México enfrenta la amenaza de una regresión autoritaria. Mientras el gobierno y el PRI devastan a las instituciones que obstaculizan su estrategia electoral, Andrés Manuel López Obrador mira y comenta los resultados de la Serie Mundial. Mientras se socava la autoridad del árbitro electoral y se decapita a los órganos de procuración de justicia, el Peje disfruta de unas vacaciones beisboleras.

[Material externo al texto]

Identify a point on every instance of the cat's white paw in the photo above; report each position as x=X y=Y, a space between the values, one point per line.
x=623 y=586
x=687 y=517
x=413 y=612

En el embate contra el Instituto Nacional Electoral, el PRI ha encontrado a un aliado útil en el Tribunal Electoral del Poder Judicial de la Federación. La Sala Superior del TEPJF está conformada por siete magistrad@s. Conviene recordar sus nombres y apellidos porque con frecuencia la prensa sólo reporta las decisiones colectivas del Tribunal, sin individualizar las responsabilidades y votos de sus integrantes: Janine Otálora Malassis es su presidenta y los demás integrantes son: Felipe Fuentes Barrera, Indalfer Infante Gonzales, Felipe de la Mata, Reyes Rodríguez Mondragón, Mónica Soto Fregoso y José Luis Vargas. Si en 2018 la gobernabilidad de los comicios se torna imposible y el conflicto postelectoral se convierte en un incendio, habrá que recordar los nombres y sentencias de estos personajes. Es justo colocar al magistrado Reyes Rodríguez en una olla distinta, al ser sistemáticamente el voto disidente en las sentencias del Tribunal. Los otros seis magistrados destacan por socavar sistemáticamente las decisiones del INE.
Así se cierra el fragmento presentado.